You should seek a doctor if you have persistent bleeding in between menstrual cycles or after sexual intercourse. This symptom should be closely monitored by postmenopausal women who no longer have cycles.
4.Urination That Is Uncomfortable
In many ways, keeping track of urination will help expose the existence of cervical cancer.
The pain experienced while urinating is the most noticeable and common symptom. This is usually characterized as a stinging sensation that is close and concentrated, but it can take various unpleasant feelings.
5.Menstrual Cycles That Aren’t Normal
When it comes to monthly intervals, there should be some continuity. If the daily routine is disrupted by changes in time, frequency, or other factors, it can be related to a future of cervical cancer. Keep track of any drugs you’re taking and seek medical advice if you find any discrepancies.
Dyspareunia, or painful intercourse, is another disturbing side effect of cervical cancer. As with several of the symptoms on this list, there are many potential causes for this symptom to appear. However, since this symptom is often associated with conditions that necessitate medical treatment, it should not be overlooked.
Pelvic pain is a common side effect of becoming a woman. Cramping and aches are perfectly common during a menstrual cycle. Still, if the pain persists for more extended periods, occurs more often, or is more severe than usual, it can warrant a visit to the doctor.
Back pain is normal, affecting approximately 80% of Americans. It can occur for many reasons; however, if it is followed by other symptoms from the list, seek medical attention.
9.Unexplained Weight Loss and Fatigue
Again, these symptoms may be triggered by other causes on their own, but it is time for a physical examination when other symptoms follow them. Cervical cancer can cause a reduction in the number of healthy red blood cells, which are then replaced by white blood cells that attempt to combat the disease.
Cervical cancer signs include the presence of urine and urinary patterns.
Seek medical advice if you find irregular changes in your urine frequency, lack of bladder control (incontinence), or a discoloration – particularly with blood.
Cervical Cancer Prevention:
Cervical cancer is challenging to treat because it is also challenging to diagnose in its early stages. As a result, women’s most outstanding defense is preventative intelligence.
Pap smears are the safest way to screen for cervical cancer, and they should be performed regularly depending on a woman’s age. Women between the ages of 20 up to 30 should be screened every three years, women between the ages of 30 up to 65 every three to five years, and women 65 and older should not be screened again if they’ve had three tests in a row with consistent results, according to WebMD.
-HPV Vaccine – Some doctors recommend HPV vaccinations for women and men in their early twenties.

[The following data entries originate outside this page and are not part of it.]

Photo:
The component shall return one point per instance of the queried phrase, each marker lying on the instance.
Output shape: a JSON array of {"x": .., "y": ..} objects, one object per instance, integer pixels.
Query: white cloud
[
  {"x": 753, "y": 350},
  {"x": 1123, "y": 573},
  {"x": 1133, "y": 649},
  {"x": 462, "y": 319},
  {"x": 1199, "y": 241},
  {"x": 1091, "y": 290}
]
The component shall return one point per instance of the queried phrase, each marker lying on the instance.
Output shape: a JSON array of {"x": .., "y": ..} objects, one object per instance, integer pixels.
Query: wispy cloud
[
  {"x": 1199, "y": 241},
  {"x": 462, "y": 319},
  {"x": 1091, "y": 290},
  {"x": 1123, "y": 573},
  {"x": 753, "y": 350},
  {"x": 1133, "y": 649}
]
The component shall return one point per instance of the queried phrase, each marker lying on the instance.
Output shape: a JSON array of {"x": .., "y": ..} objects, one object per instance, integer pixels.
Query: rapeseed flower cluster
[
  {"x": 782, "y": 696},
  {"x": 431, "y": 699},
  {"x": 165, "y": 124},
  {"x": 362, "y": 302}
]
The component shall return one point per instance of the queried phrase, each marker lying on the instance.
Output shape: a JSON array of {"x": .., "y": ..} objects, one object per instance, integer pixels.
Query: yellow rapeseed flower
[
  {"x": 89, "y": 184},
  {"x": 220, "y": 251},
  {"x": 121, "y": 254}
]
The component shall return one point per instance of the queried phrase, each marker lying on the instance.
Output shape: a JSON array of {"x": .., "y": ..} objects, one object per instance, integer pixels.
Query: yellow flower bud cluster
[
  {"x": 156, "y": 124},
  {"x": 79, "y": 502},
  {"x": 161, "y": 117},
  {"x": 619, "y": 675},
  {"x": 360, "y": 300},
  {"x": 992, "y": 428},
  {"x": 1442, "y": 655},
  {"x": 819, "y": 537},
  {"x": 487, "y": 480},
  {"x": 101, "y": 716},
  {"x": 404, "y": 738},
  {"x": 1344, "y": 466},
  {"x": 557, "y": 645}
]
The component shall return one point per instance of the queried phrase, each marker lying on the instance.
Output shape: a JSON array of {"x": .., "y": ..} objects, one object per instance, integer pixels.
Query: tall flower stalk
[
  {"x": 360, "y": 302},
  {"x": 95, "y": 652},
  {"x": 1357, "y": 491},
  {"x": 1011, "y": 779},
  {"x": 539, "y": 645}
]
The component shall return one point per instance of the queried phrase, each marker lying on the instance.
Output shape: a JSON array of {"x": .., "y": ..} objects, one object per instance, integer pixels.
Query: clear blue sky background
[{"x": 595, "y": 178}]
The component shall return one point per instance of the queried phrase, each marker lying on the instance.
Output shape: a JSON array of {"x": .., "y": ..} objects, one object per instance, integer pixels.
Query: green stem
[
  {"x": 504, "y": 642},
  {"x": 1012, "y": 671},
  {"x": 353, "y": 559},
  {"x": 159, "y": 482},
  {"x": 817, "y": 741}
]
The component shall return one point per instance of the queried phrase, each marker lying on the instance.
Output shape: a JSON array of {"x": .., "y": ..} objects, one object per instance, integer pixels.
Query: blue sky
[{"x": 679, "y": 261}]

They say it is vital for preventing cervical cancer caused by the virus. Female children as young as nine years old will receive their first vaccine.
-Smoking cessation – People exposed to cigarettes, including secondhand smoke, have a higher chance of developing cervical cancer. If you smoke, think of the plethora of health benefits that come with stopping and the plethora of health hazards that continue to smoke.
-Prevent Sexually Transmitted Diseases (STDs) – HPV may be present in a sexual partner despite the absence of symptoms. Knowing your sexual partner’s past will help you reduce your chances of developing cervical cancer. When in doubt, depend on ways to prevent contraception.